Electric cooperatives are run by leaders elected by their member-owners – that is, everyone who pays an electric bill. These boards are meant to vote on the direction of the co-op and to approve its major decisions. But when it comes to the highly consequential conversations that co-op managers have with legislators in Juneau, the boards and the members they represent aren’t in the loop.
For example: on May 2, the managers of the four Railbelt co-ops (plus Seward’s city-owned utility) signed a letter to the co-chairs of the House Finance Committee calling for completion of federal permitting for the proposed Susitna River dam, a state-led megaproject that’s been dormant since funding cuts in 2014.

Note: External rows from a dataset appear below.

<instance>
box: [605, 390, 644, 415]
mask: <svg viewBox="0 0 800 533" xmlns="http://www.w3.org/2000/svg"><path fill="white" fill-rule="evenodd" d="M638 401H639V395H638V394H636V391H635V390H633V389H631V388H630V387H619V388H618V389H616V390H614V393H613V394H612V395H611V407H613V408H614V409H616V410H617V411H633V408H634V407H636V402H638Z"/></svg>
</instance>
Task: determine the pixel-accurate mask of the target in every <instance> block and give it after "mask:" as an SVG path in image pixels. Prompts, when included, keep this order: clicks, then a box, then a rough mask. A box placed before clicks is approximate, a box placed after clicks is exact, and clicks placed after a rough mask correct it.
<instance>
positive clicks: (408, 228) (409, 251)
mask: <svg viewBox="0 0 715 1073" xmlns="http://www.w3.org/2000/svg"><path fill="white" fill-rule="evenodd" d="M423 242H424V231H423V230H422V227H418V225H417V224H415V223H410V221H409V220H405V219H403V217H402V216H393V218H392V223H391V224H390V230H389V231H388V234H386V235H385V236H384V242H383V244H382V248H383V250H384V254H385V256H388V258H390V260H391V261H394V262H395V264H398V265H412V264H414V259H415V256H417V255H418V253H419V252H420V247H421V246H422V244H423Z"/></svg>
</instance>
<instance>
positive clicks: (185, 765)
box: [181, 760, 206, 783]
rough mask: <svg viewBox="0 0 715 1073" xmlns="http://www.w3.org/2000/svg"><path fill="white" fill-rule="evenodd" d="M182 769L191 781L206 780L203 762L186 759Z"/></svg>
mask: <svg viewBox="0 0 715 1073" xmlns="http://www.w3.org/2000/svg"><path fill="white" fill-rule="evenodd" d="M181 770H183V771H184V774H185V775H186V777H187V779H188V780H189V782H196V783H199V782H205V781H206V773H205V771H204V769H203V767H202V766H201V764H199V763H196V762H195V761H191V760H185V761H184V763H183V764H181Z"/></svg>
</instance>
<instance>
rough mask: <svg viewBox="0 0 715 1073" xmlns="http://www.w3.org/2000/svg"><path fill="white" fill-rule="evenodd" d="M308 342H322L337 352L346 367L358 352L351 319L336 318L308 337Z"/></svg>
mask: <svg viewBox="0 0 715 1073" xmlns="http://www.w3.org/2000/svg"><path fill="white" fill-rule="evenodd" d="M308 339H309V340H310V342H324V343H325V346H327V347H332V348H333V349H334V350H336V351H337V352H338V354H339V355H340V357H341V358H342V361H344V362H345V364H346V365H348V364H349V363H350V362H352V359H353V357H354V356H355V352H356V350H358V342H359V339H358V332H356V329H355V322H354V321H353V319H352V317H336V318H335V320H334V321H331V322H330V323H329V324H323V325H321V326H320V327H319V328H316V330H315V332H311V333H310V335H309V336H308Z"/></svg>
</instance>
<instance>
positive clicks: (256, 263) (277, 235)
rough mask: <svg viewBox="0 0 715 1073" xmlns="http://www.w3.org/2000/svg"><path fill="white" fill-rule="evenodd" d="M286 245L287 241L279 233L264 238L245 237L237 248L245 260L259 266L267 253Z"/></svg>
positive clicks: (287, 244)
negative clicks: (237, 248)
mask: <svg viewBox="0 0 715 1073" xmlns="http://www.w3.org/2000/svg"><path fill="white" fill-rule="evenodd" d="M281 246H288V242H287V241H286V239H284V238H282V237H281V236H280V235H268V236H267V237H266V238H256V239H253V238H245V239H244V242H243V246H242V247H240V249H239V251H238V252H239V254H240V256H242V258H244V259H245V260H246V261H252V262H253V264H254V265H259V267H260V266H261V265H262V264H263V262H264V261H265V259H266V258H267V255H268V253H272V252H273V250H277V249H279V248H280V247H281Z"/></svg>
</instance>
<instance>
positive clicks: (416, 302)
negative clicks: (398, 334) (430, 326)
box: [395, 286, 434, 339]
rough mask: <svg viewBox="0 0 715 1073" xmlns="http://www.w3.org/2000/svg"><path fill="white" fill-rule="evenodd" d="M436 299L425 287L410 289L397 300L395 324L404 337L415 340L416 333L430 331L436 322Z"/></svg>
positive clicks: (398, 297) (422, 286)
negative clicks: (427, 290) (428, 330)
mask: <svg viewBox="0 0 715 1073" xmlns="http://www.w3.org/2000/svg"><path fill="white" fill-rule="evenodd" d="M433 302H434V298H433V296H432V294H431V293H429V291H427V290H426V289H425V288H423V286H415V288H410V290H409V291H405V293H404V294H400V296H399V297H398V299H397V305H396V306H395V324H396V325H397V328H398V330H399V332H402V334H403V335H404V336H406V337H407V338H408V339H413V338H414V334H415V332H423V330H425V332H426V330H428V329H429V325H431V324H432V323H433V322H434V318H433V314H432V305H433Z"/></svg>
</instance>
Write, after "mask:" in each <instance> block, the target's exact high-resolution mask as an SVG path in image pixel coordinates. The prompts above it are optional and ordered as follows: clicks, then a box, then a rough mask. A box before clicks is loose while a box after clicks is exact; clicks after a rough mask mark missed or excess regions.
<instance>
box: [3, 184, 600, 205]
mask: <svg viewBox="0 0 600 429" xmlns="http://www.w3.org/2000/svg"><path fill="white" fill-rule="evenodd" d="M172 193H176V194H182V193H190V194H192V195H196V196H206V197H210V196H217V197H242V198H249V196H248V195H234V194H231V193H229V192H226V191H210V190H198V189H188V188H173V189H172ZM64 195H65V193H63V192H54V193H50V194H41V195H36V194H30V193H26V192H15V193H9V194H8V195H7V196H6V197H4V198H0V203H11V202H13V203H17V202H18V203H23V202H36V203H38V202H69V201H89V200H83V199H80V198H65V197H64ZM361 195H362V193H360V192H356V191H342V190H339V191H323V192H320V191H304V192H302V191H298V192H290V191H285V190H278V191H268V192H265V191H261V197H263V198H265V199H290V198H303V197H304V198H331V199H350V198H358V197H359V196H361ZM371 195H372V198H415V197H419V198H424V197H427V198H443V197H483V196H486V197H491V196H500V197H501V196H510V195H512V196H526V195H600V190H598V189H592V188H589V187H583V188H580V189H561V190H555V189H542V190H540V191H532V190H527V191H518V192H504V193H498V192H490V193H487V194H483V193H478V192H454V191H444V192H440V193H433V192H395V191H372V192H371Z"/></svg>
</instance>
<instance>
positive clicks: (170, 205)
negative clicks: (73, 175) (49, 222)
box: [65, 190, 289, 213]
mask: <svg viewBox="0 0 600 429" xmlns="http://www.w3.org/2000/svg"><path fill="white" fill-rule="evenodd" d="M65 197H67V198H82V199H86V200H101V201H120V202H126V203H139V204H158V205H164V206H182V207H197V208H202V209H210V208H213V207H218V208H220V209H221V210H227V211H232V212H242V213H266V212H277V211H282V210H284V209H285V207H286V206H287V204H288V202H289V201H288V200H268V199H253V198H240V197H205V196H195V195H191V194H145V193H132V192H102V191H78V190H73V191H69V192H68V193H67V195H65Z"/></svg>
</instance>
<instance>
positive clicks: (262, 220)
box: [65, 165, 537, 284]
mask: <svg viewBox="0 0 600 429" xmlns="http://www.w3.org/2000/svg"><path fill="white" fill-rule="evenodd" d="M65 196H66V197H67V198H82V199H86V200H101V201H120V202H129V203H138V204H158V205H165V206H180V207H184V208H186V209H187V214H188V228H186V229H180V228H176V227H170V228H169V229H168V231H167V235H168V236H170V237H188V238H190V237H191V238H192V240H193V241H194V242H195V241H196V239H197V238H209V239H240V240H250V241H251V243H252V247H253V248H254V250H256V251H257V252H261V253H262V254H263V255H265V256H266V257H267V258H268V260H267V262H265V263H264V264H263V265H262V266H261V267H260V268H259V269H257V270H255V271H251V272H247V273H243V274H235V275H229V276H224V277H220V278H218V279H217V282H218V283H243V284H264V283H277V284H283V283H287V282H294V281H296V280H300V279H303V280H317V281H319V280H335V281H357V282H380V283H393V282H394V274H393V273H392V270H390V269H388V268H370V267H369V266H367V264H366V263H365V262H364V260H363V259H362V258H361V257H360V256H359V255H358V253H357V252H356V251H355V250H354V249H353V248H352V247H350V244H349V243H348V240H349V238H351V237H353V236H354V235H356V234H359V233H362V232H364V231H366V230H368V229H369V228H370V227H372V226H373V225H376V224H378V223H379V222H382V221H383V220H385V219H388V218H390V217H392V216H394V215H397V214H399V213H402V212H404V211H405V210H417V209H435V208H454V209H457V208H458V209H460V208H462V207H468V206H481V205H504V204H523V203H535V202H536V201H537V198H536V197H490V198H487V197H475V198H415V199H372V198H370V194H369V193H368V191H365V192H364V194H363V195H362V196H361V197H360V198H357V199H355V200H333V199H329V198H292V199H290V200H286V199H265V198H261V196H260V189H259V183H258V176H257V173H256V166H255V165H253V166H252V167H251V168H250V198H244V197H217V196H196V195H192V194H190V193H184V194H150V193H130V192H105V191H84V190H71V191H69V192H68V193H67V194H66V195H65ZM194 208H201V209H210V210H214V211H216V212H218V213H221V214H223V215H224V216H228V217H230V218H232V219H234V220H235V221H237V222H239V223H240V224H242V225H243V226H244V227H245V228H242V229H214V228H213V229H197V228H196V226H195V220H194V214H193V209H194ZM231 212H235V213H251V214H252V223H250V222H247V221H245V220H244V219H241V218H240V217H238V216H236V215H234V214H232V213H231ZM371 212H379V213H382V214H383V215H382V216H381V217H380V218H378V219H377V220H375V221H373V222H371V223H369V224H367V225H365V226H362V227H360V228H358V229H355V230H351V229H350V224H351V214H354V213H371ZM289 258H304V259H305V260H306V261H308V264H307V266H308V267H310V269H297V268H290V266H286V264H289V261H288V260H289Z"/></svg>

Inletkeeper has opposed the Su Dam because of its potential to damage the hydrology of the Susitna River, a vital artery of Cook Inlet’s watershed. As Inletkeeper’s March 2012 resolution against the dam stated, “the scale and purpose of the dam will invariably impact water flow regimes, ice patterns, fish habitat, and temperatures that will adversely affect salmon.”
Who decided that the most urgent action for our energy future is asking our cash-strapped state to pour more money into a horrendously expensive dam project? The letter to the co-chairs of the House Finance Committee was, as noted, signed by all the utility managers. But none of the co-op boards, who were elected to steer large decisions in the interest of members, held a vote on whether or not to prioritize the Su dam or to push for re-starting the permitting process. Based on conversations with some board members, few of them seemed even aware of the letter.
The Alaska Energy Authority estimates it has completed about two-thirds of the Su Dam’s federal licensing process. In 2013, just before the project was put on ice, the Anchorage Daily News reported that Alaska Energy Authority sought $247.5 million over the next three years (about $341 million in 2025 dollars) to complete federally-required studies.
Although it’s unlikely that next year’s state budget will include funding, the letter has raised interest from Alaskan policymakers. Senator Jesse Bjorkman, representing the northern Kenai Peninsula, made an out-of-the-blue comment in support of the Su dam at a May 7 legislative committee meeting.
“There is immense potential with Susitna Watana,” Bjorkman said. “My utility as well as all of yours have talked for many years about completing the permitting process for that project as well as moving forward.”
This hearing, in the Senate Labor and Committee that Bjorkman chairs, was the first for Senate Bill 149, a Renewable Portfolio Standards (RPS) bill that would require the utilities to be 55% renewable by 2035. Last year, Bjorkman was grandstanding about his intent to kill a previous RPS bill in his committee, but the utility push for the Su Dam apparently motivated him to finally give the RPS bill a hearing.
Wind and solar skeptics paint themselves as champions of “common sense” energy, by which they usually mean “firm” power that doesn’t have the unpredictable variability of wind and sun. But when such “common sense” leads them to tout giant, expensive, slow-moving megaprojects like the Su Dam as solutions to the urgent problem of natural gas shortfalls, they deserve pushback. Wind and solar are mature technologies that have reduced energy costs in many diverse systems in many parts of the world, once utilities make the investments and operational changes needed to deal with variability. In March, the engineering consultants E3 found that the Railbelt could add enough wind power to meet 25% of its annual demand – and on occasion up to 70% of instantaneous demand – without raising reliability concerns. This would require some operational changes, but no investment in new transmission.
The National Renewable Energy Laboratory (NREL) previously modeled an economically optimal generation mix for the Railbelt and found it would consist of 76% renewable energy. Their model was based on large wind farms, firmed up by limited hydro power and the existing gas generation fleet (although operating far less and burning far less fuel), with a smidge of solar on top to grab the summer sun. NREL estimates this scenario would have a net cumulative savings – accounting for the cost of integrating variable generation – of $1.3 billion by 2040.
Reaching these benefits will require the four utilities that operate our energy system to change how they function, how they plan, and how they work together – a challenge, but an achievable and worthwhile one. Their managers, though, seem to be seeking an easier course – calling for millions in public money to be spent on a dubious and ecologically destructive dam. They made this decision without their boards and without the members they represent.